在上篇文章中我们简单介绍了keepalived这个软件的安装,启动分析情况,这次我们来介绍keepalived的故障切换、故障恢复、及vrrp_script模块实现对集群资源的监控,整体架构还是和上次的一样,这里就不再说明了
1、keepalived的故障切换过程分析
首先在keepalived主节点上面关闭httpd服务,然后看看keepalived是如何实现 故障切换的
[root@centos01 keepalived]# /etc/init.d/httpd stop
Stopping httpd: [ OK ]
观察备用节点log,可以看到vip地址漂移到这里来了
[root@centos02 keepalived]# tail -f /var/log/messages|grep -v PYTHOn
Jul 28 14:07:03 centos02 Keepalived_vrrp[4364]: VRRP_Instance(HA_1) Transition to MASTER STATE
Jul 28 14:07:05 centos02 Keepalived_vrrp[4364]: VRRP_Instance(HA_1) Entering MASTER STATE
Jul 28 14:07:05 centos02 Keepalived_vrrp[4364]: VRRP_Instance(HA_1) setting protocol VIPs.

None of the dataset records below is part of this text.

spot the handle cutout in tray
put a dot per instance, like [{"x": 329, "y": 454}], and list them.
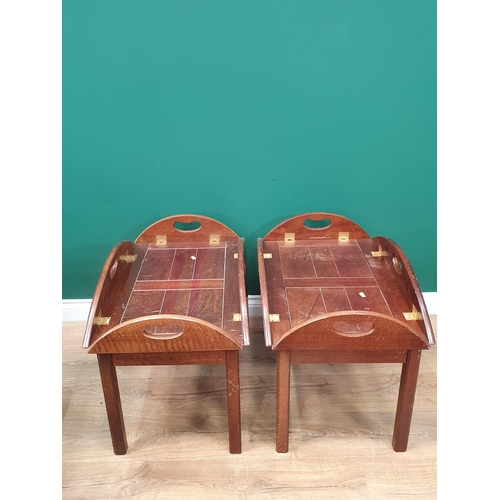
[
  {"x": 112, "y": 269},
  {"x": 187, "y": 226},
  {"x": 163, "y": 332},
  {"x": 317, "y": 224},
  {"x": 353, "y": 329}
]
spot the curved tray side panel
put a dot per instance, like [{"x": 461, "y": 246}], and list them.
[
  {"x": 400, "y": 269},
  {"x": 317, "y": 226},
  {"x": 113, "y": 276},
  {"x": 163, "y": 333},
  {"x": 182, "y": 228},
  {"x": 353, "y": 330}
]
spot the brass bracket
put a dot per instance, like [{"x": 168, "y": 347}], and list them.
[
  {"x": 101, "y": 321},
  {"x": 413, "y": 316},
  {"x": 161, "y": 240},
  {"x": 128, "y": 258},
  {"x": 343, "y": 237},
  {"x": 380, "y": 253}
]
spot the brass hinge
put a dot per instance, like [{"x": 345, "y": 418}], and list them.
[
  {"x": 413, "y": 316},
  {"x": 343, "y": 237},
  {"x": 101, "y": 321},
  {"x": 128, "y": 258},
  {"x": 161, "y": 240},
  {"x": 380, "y": 253}
]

Jul 28 14:07:05 centos02 Keepalived_vrrp[4364]: VRRP_Instance(HA_1) Sending gratuitous ARPs on eth0 for 172.16.80.100
Jul 28 14:07:05 centos02 Keepalived_healthcheckers[4363]: Netlink reflector reports IP 172.16.80.100 added
Jul 28 14:07:10 centos02 Keepalived_vrrp[4364]: VRRP_Instance(HA_1) Sending gratuitous ARPs on eth0 for 172.16.80.100
同时在主节点上面抓包,我们来简单分析下这个包
[root@centos01 keepalived]# tcpdump -i eth0 -n -vvv -s0 -w httpd.cap
源IP对应的是主节点的IP地址 172.16.80.116,而目的地址是组播 224.0.0.18,当我们把主节点上面httpd服务停止时,可以看到 主节点上面优先级立刻变成0,也看到这里是明文传输的,密码 1111,接下来我们看下一个包
我们可以看到这个包源IP地址变成了备用节点的IP地址 172.16.80.117,而目标地址依然是224.0.0.18
从优先级85 我们也可知道这是备用节点设置的优先级
查看vip漂移情况
主节点IP,可以看到没有vip地址
[root@centos01 keepalived]# ip addr
1: lo:
link/loopback 00:00:00:00:00:00 brd 00:00:00:00:00:00
inet 127.0.0.1/8 scope host lo
inet6 ::1/128 scope host
valid_lft forever preferred_lft forever
2: eth0:
link/ether 00:0c:29:4c:62:c9 brd ff:ff:ff:ff:ff:ff
inet 172.16.80.116/24 brd 172.16.80.255 scope global eth0
inet6 fe80::20c:29ff:fe4c:62c9/64 scope link
valid_lft forever preferred_lft forever
备用节点,可以看到vip地址漂移到备用节点这里
[root@centos02 keepalived]# ip addr
1: lo:
link/loopback 00:00:00:00:00:00 brd 00:00:00:00:00:00
inet 127.0.0.1/8 scope host lo
inet6 ::1/128 scope host
valid_lft forever preferred_lft forever
2: eth0:
link/ether 00:0c:29:45:fe:30 brd ff:ff:ff:ff:ff:ff
inet 172.16.80.117/24 brd 172.16.80.255 scope global eth0
inet 172.16.80.100/32 scope global eth0
inet6 fe80::20c:29ff:fe45:fe30/64 scope link
valid_lft forever preferred_lft forever
2、故障恢复切换分析
在主用节点上面启动httpd,观察日志
主节点上面
[root@centos01 keepalived]# tail -f /var/log/messages|grep -v "PYTHON"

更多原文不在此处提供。